A variety of impressive school projects


What projects do you implement in the research centre? Do you have any concrete examples for us?

Our students are involved in a variety of projects that promote their creative and technical skills. This includes making a remote-controlled car, building an impressive marble roller coaster, preparing for the World Robot Olympics with the mBot2 and laser-cutting a wide variety of wooden objects, from boxes to pen holders. They use the Mr Beam to creatively design breakfast boards made of bamboo and put their programming and construction skills to use with Lego Spike.

The projects also include various woodwork such as the production of tool boxes, individual lamps with LED lighting and 3D printing projects. We even cooperate with JugendForscht by using filament made from PET bottles and enthusiastically take part in the Solar Cup race. The variety of projects not only reflects the commitment of our students, but also the wide range of opportunities that our student research centre offers.

What other technical aids do you use?

We currently have a wide range of technical tools that bring creative ideas to life.

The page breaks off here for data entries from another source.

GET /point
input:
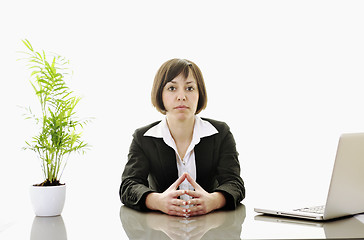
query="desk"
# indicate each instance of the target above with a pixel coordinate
(95, 221)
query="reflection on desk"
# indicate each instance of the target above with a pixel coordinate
(155, 225)
(44, 228)
(349, 227)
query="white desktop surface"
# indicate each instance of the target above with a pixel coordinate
(97, 220)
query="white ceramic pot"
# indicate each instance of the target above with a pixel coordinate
(48, 201)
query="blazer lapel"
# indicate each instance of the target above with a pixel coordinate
(167, 161)
(204, 159)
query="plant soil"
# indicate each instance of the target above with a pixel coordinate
(48, 183)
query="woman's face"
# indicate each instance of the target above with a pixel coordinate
(180, 97)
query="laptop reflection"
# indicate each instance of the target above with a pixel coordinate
(342, 228)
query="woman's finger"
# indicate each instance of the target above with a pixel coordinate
(178, 182)
(192, 182)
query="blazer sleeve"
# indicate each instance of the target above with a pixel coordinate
(228, 171)
(134, 185)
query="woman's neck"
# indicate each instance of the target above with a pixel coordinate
(181, 131)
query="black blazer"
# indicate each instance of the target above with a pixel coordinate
(152, 167)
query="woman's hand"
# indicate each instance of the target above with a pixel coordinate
(168, 201)
(203, 202)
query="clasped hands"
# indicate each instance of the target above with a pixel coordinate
(201, 203)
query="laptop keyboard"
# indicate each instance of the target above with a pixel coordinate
(318, 209)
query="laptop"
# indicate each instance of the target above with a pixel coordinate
(346, 192)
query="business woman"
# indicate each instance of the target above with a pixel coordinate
(183, 165)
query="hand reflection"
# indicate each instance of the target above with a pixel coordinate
(45, 228)
(215, 225)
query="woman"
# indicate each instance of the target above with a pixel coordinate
(183, 165)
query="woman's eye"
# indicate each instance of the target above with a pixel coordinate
(190, 89)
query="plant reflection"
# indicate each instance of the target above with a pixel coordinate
(156, 225)
(45, 228)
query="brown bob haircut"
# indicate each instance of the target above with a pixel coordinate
(171, 69)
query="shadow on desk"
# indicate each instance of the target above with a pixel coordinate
(155, 225)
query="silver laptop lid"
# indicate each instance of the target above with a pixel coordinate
(346, 192)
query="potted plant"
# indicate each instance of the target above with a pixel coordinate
(59, 127)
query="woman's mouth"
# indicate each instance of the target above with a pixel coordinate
(181, 107)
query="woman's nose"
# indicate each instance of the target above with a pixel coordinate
(181, 96)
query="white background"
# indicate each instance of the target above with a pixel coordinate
(285, 75)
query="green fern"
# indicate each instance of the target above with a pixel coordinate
(58, 136)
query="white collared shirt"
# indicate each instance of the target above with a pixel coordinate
(201, 129)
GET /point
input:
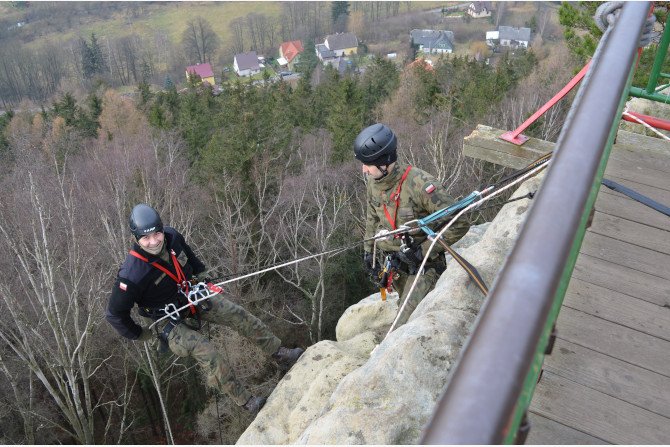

This includes not only 3 CAD mills, but also an impressive fleet of 18 3D printers, including a continuous 3D printer that offers innovative possibilities. They also have 8 robots at their disposal, which are small, versatile helpers in their school projects.

In our well-equipped wood workshop you will find various wood processing machines such as belt sanders, panel saws and drill presses, which enable you to carry out your wood projects precisely.

This is complemented by a modern IT infrastructure with computers and iPads, which offer students comprehensive access to digital resources and programming tools. These technical aids are crucial support elements in order to best develop the creative potential of our young people.

School projects in the future

Is there a larger project that you would like to implement with the children in the future?

We definitely want to expand our design options and get a second Mr Beam. Under the name "Woodbox" we plan the construction and laser cutting of various wooden boxes, from simple containers to pen holders and toolholders. A particularly exciting project is the collaboration with the newly founded student company "Die Makerschmiede" from OBS Bissendorf as part of the "Die Makerschmiede" project.

In addition, with the project “From Bissendorf to the World” we would like to construct and laser-cut wooden postcards as part of the anniversary celebration “50 Years of Bissendorf” that will be sent to our students’ countries of origin.

Another ambitious project that we call “Plastic Heroes” is to recycle plastic lids and similar materials. This is done using a shredder, an injection moulding machine and an extruder to make your own products. These future projects represent not only innovative technologies, but also our commitment to promoting sustainable and creative approaches in our student research centre community.

Thank you very much, Malte. The insight was very interesting for us, and we wish you much joy and success in your future work!